Montmartre

'Toulouse-Lautrec y el espíritu de Montmartre' nos muestra un mundo que ya ha descubierto el carácter ilusorio y lúdico del arte

En la excelente exposición de CaixaForum, Toulouse-Lautrec y el espíritu de Montmartre (exposición, ay, que nos viene algo amenguada de Barcelona y Madrid), nos encontramos con un mundo que todavía no es el nuestro, pero que ya ha descubierto el carácter ilusorio y lúdico del arte, así como la realidad masiva, inhóspita, aluvial, de la gran urbe y su cenefa de bohemios y cafés-cantantes. En ese estrecho arco temporal, de finales del XIX a primeros del XX, se va a asistir a dos fenómenos complementarios y acaso irrepetibles: la coronación del artista como un príncipe con piorrea -piénsese en Verlaine, en Lautrec o nuestro infortunado Sawa- y la extensión del arte, su avasalladora y espléndida intromisión, en la publicidad, el diseño y la vida doméstica de la metrópoli.

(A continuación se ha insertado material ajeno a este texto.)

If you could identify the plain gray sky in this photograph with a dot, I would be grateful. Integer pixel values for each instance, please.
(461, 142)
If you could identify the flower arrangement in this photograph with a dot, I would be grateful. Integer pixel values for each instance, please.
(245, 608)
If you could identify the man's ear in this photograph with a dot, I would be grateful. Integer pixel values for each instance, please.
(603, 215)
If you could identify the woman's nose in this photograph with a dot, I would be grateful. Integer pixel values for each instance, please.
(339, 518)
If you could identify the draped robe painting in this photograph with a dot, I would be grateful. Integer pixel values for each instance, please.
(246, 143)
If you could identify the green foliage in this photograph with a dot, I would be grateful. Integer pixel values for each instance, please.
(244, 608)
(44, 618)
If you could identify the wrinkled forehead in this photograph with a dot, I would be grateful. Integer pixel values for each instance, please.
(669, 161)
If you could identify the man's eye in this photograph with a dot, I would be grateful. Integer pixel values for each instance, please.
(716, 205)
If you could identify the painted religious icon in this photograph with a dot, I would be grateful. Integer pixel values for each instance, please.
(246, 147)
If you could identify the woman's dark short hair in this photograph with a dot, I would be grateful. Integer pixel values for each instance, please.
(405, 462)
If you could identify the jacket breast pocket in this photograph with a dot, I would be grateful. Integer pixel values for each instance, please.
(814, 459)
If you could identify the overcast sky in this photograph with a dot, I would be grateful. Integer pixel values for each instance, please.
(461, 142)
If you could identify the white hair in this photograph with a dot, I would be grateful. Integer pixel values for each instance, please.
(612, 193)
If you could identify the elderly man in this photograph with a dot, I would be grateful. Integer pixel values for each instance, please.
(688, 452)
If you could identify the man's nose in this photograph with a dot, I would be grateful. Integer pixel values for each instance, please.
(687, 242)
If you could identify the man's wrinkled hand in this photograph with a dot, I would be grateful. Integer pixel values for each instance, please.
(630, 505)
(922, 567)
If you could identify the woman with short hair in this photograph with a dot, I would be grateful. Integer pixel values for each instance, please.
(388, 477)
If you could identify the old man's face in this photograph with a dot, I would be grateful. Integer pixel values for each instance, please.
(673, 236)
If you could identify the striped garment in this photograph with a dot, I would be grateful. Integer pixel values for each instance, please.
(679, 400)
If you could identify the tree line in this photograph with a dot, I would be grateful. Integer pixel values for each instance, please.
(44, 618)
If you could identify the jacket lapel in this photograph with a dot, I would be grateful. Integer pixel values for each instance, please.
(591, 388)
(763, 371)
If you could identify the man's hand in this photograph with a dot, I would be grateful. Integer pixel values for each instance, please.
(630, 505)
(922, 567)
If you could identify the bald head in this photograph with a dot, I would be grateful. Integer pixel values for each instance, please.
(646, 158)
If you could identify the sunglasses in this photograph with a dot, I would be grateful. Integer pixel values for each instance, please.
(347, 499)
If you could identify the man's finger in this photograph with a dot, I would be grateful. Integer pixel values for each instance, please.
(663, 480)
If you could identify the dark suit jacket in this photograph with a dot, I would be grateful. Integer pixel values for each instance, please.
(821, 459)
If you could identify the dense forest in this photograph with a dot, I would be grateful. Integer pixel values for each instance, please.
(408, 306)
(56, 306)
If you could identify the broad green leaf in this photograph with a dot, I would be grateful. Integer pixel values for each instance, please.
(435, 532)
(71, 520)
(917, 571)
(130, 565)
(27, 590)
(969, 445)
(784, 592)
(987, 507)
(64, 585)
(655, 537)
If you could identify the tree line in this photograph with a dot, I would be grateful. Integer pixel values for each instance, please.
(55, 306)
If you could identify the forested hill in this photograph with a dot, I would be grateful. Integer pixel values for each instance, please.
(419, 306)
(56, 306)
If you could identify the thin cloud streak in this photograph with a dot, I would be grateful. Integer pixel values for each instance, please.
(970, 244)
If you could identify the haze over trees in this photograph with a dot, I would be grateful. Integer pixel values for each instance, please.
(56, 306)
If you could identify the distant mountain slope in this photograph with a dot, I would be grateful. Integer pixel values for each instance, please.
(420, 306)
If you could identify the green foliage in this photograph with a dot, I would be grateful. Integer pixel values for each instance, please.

Una ciudad, claro, de gran fuste nocturno, que se arrellana en Le Chat Noir, diseñado por Steinlen; pero una ciudad cuya formidable tropa es el artista caedizo, ayuno de financiación, que vivaquea en las redacciones y fatiga circos y cabarets y hondas botillerías con olor a absenta. Esta efervescencia artística es hija espiritual de un brusco hacinamiento de cuerpos en el Montmartrre parisino, en la Barcelona de Els Quatre Gats o en el viejo Madrid de la puerta del Sol, donde la Cripta del Pombo hacía las veces de cueva altamirana. Pero ese arte es también, y de modo singularísimo, hijo de aquello que Huizinga llamó homo ludens y que no es más que la huella modernista de un juego inédito: aquél que intercambia épocas y estilos con la gracia despreocupada de una archiduquesa. Sin esta consideración estética de la Historia, el XIX todavía seguiría dándole vueltas, bien a la realidad paupérrima y escarnecida de su siglo, bien a la consideración del Medievo como un herrumbroso vademécum. Sin embargo, modernistas y simbolistas han descubierto que, sobre salvar la magia, esta frívola mercantilización del arte, que sirve para anunciar óperas y jabones y suspensorios, ha traído también un último optimismo, no exento de vértigo.

Un vértigo, como sabemos, que quizá sea indistinguible de las muchedumbres que cruzan la ciudad (enérgicos dibujos y estampas de Lautrec, Signac, Steinlen, Ibels, etcétera); pero un vértigo fruto, de igual modo, de una reordenación de formas y colores, de un público apresurado y herterogéneo, y de una sociedad que, en la noche iluminada de las ciudades, sueña con el prodigio, con lo insólito, con una viva y despreocupada exhuberancia, justo antes de inmergirse en el ronco orfeón de la Gran Guerra.